Implications for future studies

This systematic review identified a gap in the literature regarding the role of healthcare providers in developing and designing interventions with the engagement of ME communities and stakeholders to prevent T2DM among ME populations in HICs. While some studies emphasised the importance of culturally sensitive interventions for T2DM prevention, there is limited exploration of healthcare settings' roles in this context. One of the most accessible healthcare settings is the community pharmacy, particularly for individuals with limited access to healthcare services.50 In Australia, pharmacists have initiated community diabetes care programmes, including medication management, self-management education and medication adherence. For instance, Armour et al 51 and Krass et al 52 demonstrated that pharmacists could achieve better health outcomes through patient education and medication reviews. Additionally, a systematic review by Saqf el Hait et al 53 revealed that pharmacists' roles as healthcare providers and educators in diabetes management have been effective in numerous Western countries. Another study by Alzubaidi et al 54 highlighted the feasibility of a community pharmacist-delivered screening of diabetes and cardiovascular disease (CVD) risk, where the model offered a platform to increase screening capacity within primary care and provided an opportunity for early detection and treatment of T2DM.
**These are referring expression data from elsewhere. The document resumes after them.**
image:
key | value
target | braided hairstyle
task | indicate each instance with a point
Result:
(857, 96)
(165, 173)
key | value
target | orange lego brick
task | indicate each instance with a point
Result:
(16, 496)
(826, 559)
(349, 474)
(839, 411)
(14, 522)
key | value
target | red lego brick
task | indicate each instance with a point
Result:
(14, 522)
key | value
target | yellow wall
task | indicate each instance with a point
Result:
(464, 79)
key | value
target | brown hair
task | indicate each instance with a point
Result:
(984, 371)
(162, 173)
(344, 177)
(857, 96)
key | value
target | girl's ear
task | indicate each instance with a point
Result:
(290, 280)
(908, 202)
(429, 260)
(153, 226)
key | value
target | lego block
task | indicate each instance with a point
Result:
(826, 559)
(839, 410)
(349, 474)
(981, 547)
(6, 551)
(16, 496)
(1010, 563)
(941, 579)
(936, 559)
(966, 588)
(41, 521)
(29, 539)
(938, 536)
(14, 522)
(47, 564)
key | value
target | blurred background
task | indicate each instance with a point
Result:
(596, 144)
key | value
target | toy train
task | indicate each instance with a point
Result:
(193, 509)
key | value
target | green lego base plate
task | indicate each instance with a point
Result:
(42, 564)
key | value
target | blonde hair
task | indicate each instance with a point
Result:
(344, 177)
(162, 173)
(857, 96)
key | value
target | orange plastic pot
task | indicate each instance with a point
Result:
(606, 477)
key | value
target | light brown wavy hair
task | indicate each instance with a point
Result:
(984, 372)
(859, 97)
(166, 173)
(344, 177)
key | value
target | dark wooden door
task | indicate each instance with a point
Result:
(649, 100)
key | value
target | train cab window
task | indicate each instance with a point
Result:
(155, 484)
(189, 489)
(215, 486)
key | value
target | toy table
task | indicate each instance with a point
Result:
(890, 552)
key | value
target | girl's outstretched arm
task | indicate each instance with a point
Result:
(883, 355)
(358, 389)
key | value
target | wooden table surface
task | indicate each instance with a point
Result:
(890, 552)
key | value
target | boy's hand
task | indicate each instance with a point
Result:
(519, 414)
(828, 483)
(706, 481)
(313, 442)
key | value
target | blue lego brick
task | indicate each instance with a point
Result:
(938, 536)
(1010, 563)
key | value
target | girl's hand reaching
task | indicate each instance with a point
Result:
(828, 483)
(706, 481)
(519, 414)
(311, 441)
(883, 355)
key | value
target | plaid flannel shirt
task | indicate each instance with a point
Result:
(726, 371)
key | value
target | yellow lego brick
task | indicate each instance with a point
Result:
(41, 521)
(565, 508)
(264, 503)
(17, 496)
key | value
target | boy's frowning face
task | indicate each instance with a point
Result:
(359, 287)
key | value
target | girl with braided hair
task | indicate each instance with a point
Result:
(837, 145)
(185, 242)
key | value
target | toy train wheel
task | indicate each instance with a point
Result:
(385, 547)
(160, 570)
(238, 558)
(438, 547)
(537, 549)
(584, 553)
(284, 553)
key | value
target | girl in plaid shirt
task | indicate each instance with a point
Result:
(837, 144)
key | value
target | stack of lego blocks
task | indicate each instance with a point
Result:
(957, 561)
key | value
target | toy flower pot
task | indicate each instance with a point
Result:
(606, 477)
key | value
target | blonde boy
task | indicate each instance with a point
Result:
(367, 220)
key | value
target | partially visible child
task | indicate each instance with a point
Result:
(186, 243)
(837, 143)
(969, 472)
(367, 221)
Additionally, there is limited research on the role of pharmacists and the needs of Arabic-speaking individuals in preventing T2DM in Australia. Therefore, collaboration between Arabic-speaking healthcare professionals, such as pharmacists, and ME community stakeholders knowledgeable about Arabic cultures, is needed. This collaboration could lead to the development of tailored T2DM prevention strategies focusing on medication management, patient education and lifestyle counselling to be implemented in community pharmacies.53 54 Such a collaborative effort could effectively address the gap in T2DM prevention within this community. Nonetheless, there is a need to assess pharmacists' cultural intelligence and their ability to provide culturally tailored services, including understanding cultural barriers and addressing cultural beliefs and practices related to T2DM prevention.55

Moreover, the literature lacks integration of cultural intelligence training for healthcare providers, including pharmacists, which could enhance their ability to deliver effective diabetes prevention within ME populations.55 Future research is required to explore the impact of training programmes on healthcare provider’s knowledge, attitudes and behaviours in this regard. Language barriers frequently challenge healthcare access, highlighting the need to investigate healthcare providers’ language competencies, particularly proficiency in Arabic, to improve communication and mutual understanding during the implementation of interventions.56

Addressing these gaps in the literature will contribute to a more comprehensive understanding of the factors influencing the effectiveness of T2DM prevention interventions among ME immigrant populations. This, in turn, will facilitate the development of more effective, culturally appropriate interventions to reduce the burden of T2DM within HICs.